Conversely, reading all the fors and againsts of this new campaign has made me want to lie down in a darkened room, not go for a jog.

On the surface, it's fairly reasonable: the UK has high level of obesity among children and adults, which puts a strain on the health service and makes people more vulnerable to a deadly virus in the middle of a pandemic so let's do something about that.

Yet the weight loss conversation is fraught. The fat positivity movement is growing ever more mainstream and there are plenty of people who would strongly dispute that, despite being technically overweight, they need to slim down. We need to be very careful not be condescending or sneering about fatness. It doesn't help to discriminate against or marginalise people, which should go without saying - but doesn't.

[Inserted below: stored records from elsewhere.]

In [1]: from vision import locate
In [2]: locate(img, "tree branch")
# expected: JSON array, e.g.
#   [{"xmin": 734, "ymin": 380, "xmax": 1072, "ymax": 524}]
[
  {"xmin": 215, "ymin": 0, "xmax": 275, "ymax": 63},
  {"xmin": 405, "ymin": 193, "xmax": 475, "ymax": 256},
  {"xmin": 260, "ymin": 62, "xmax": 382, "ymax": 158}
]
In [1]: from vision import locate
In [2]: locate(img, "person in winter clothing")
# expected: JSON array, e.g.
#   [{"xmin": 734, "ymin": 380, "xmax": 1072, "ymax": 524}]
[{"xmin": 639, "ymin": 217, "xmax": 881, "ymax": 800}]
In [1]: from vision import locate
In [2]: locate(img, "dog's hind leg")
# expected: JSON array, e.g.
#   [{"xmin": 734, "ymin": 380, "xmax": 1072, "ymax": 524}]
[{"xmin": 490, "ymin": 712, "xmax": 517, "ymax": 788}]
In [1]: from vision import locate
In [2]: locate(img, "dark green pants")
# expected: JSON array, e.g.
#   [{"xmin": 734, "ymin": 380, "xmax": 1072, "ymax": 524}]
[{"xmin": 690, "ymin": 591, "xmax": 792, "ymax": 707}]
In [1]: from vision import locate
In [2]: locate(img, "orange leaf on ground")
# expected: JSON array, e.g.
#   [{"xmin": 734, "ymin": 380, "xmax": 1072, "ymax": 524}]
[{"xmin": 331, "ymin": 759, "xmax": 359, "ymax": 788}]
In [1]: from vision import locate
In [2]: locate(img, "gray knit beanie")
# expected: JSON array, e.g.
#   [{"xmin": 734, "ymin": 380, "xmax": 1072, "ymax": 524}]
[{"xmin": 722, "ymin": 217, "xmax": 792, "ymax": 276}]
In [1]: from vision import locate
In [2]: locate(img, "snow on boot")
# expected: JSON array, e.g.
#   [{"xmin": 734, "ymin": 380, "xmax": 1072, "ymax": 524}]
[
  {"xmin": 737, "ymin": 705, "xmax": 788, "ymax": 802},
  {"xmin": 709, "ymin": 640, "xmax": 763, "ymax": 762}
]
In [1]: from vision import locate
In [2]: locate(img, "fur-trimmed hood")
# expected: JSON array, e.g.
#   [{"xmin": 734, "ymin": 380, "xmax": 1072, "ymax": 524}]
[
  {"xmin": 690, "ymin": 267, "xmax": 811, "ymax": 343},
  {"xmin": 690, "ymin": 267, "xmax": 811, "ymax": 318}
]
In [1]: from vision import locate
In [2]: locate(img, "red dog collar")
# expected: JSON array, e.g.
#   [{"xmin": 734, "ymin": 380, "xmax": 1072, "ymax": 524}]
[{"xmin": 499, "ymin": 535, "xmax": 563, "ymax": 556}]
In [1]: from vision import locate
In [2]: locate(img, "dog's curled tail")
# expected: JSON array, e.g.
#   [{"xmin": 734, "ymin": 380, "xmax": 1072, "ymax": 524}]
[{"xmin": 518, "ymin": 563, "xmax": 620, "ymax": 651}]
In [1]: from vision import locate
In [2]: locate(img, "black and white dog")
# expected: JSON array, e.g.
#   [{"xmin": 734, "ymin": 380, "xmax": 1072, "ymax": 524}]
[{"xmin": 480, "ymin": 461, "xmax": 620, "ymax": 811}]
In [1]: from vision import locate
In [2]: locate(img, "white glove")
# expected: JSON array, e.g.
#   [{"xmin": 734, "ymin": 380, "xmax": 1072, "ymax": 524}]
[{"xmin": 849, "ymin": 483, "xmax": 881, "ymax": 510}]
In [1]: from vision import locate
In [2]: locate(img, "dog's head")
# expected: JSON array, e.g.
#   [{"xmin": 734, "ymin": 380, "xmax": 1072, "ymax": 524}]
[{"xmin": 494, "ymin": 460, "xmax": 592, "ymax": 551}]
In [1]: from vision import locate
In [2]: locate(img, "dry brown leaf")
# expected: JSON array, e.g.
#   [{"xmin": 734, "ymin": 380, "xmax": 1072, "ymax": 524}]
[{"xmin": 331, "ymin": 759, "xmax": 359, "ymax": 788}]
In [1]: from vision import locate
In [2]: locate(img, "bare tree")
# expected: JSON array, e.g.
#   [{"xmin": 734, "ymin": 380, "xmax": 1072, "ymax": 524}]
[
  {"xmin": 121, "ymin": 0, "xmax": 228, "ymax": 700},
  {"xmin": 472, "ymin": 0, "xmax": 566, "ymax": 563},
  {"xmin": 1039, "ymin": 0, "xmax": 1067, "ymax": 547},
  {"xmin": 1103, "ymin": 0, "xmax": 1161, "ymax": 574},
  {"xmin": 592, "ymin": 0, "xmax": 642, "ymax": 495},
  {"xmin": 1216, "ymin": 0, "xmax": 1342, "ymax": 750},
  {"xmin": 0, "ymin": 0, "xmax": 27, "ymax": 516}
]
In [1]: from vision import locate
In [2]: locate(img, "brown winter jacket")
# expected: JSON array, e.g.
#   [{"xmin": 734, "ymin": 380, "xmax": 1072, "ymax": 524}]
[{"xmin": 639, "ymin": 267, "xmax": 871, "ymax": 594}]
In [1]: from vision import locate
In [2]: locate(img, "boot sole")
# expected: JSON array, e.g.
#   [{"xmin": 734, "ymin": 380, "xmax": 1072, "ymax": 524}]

At the same time it's vital to take into account that people don't always eat because they're hungry and they certainly don't make bad choices because they're ill informed or stupid. Emotions have a huge part to play in food choices. Given this has been a strange and emotionally difficult time, there's much to be addressed there in terms of people comfort eating during the lockdown.

Yet the most public time I've seen this addressed in the past few days was the Foreign Secretary saying he'd "eaten his way" through the first half of lockdown but then had reassessed his choices. "But I think more generally we need to take some personal responsibility," Dominic Raab then unhelpfully added.

There are so many factors causing obesity that you can't tackle one without the other. The new campaign makes no mention of the connection between poverty and obesity either, one of the most crucial issues to tackle and little to do with personal responsibility. It doesn't mention the link between availability and affordability of healthy food.

I heard talk last week of the "lockdown 12" - that the average person will put on 12 pounds during the lockdown. Personally, I had assumed the opposite would happen for me. Since being at home all day my diet has improved exponentially. No more scoffing donuts sent into the office; no more running round to Pret A Manger for a second lunch having eaten my packed lunch at 11am. But I completely underestimated the impact that such a dramatic drop in physical activity would have.

That's one of the wonders of a cycle commute. It didn't make me lose weight, but it did maintain my weight. And that endorphin boost twice a day from physical activity was invaluable.

I wonder if that might have been a better jumping off point for the campaign. It may be called Better Health but the conversation has largely been about weight loss rather than the benefits of being more active.

Prescribing cycling might not make people lose weight but it will have other health benefits and is an excellent start in building activity into every day life.

It's hard to make time for the gym or exercise classes - life just gets in the way - but being consistently more active throughout the day has real benefits in improved mental health and reduced morbidity, to name a couple. A big part of that is active travel and a crucial part of that, again, is infrastructure.

What good health comes down to is not personal choice but a combination of personal choice and social factors. Eat less and move more might be a simple mantra but it's not simple in practice.